How to use PCRE's backtracking control verbs to match a line not containing a word

Here's a method that I haven't seen used before:

/.*hede(*COMMIT)^|/

How it works

First, it tries to find "hede" somewhere in the line. If successful, at this point, (*COMMIT) tells the engine to, not only not backtrack in the event of a failure, but also not to attempt any further matching in that case. Then, we try to match something that cannot possibly match (in this case, ^).

If a line does not contain "hede" then the second alternative, an empty subpattern, successfully matches the subject string.

This method is no more efficient than a negative lookahead, but I figured I'd just throw it on here in case someone finds it nifty and finds a use for it for other, more interesting applications.

Answer 26

Since the introduction of ruby-2.4.1, we can use the new Absent Operator in Ruby’s Regular Expressions

from the official doc

(?~abc) matches: "", "ab", "aab", "cccc", etc.
It doesn't match: "abc", "aabc", "ccccabc", etc.

Thus, in your case ^(?~hede)$ does the job for you

2.4.1 :016 > ["hoho", "hihi", "haha", "hede"].select{|s| /^(?~hede)$/.match(s)}
 => ["hoho", "hihi", "haha"]

Answer 27

It may be more maintainable to two regexes in your code, one to do the first match, and then if it matches run the second regex to check for outlier cases you wish to block for example ^.*(hede).* then have appropriate logic in your code.

OK, I admit this is not really an answer to the posted question posted and it may also use slightly more processing than a single regex. But for developers who came here looking for a fast emergency fix for an outlier case then this solution should not be overlooked.

Answer 28

Aforementioned (?:(?!hede).)* is great because it can be anchored.

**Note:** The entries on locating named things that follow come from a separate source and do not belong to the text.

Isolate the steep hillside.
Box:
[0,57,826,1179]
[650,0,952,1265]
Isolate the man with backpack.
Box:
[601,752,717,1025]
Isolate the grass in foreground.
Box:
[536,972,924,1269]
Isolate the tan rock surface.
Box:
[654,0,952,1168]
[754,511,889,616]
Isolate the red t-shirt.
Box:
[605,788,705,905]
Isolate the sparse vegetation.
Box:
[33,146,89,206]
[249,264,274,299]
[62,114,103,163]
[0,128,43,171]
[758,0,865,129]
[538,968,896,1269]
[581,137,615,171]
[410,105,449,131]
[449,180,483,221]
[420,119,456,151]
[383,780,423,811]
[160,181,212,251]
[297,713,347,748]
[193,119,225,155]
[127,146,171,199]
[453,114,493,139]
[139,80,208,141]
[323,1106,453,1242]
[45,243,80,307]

^(?:(?!hede).)*$               # A line without hede

foo(?:(?!hede).)*bar           # foo followed by bar, without hede between them

But the following would suffice in this case:

^(?!.*hede)                    # A line without hede

This simplification is ready to have "AND" clauses added:

^(?!.*hede)(?=.*foo)(?=.*bar)   # A line with foo and bar, but without hede
^(?!.*hede)(?=.*foo).*bar       # Same

Answer 29

Through PCRE verb (*SKIP)(*F)

^hede$(*SKIP)(*F)|^.*$

This would completely skips the line which contains the exact string hede and matches all the remaining lines.

DEMO

Execution of the parts:

Let us consider the above regex by splitting it into two parts.

1. Part before the | symbol. Part shouldn't be matched.

   ^hede$(*SKIP)(*F)
   

2. Part after the | symbol. Part should be matched.

   ^.*$
   

PART 1

Regex engine will start its execution from the first part.

^hede$(*SKIP)(*F)

Explanation:

• ^ Asserts that we are at the start.
• hede Matches the string hede
• $ Asserts that we are at the line end.

So the line which contains the string hede would be matched. Once the regex engine sees the following (*SKIP)(*F) (Note: You could write (*F) as (*FAIL)) verb, it skips and make the match to fail. | called alteration or logical OR operator added next to the PCRE verb which inturn matches all the boundaries exists between each and every character on all the lines except the line contains the exact string hede. See the demo here. That is, it tries to match the characters from the remaining string. Now the regex in the second part would be executed.

PART 2

^.*$

Explanation:

• ^ Asserts that we are at the start. ie, it matches all the line starts except the one in the hede line. See the demo here.

• .* In the Multiline mode, . would match any character except newline or carriage return characters. And * would repeat the previous character zero or more times. So .* would match the whole line. See the demo here.

  Hey why you added .* instead of .+ ?

  Because .* would match a blank line but .+ won't match a blank. We want to match all the lines except hede , there may be a possibility of blank lines also in the input . so you must use .* instead of .+ . .+ would repeat the previous character one or more times. See .* matches a blank line here.

• $ End of the line anchor is not necessary here.

Answer 30

Here's how I'd do it:

^[^h]*(h(?!ede)[^h]*)*$

Accurate and more efficient than the other answers. It implements Friedl's "unrolling-the-loop" efficiency technique and requires much less backtracking.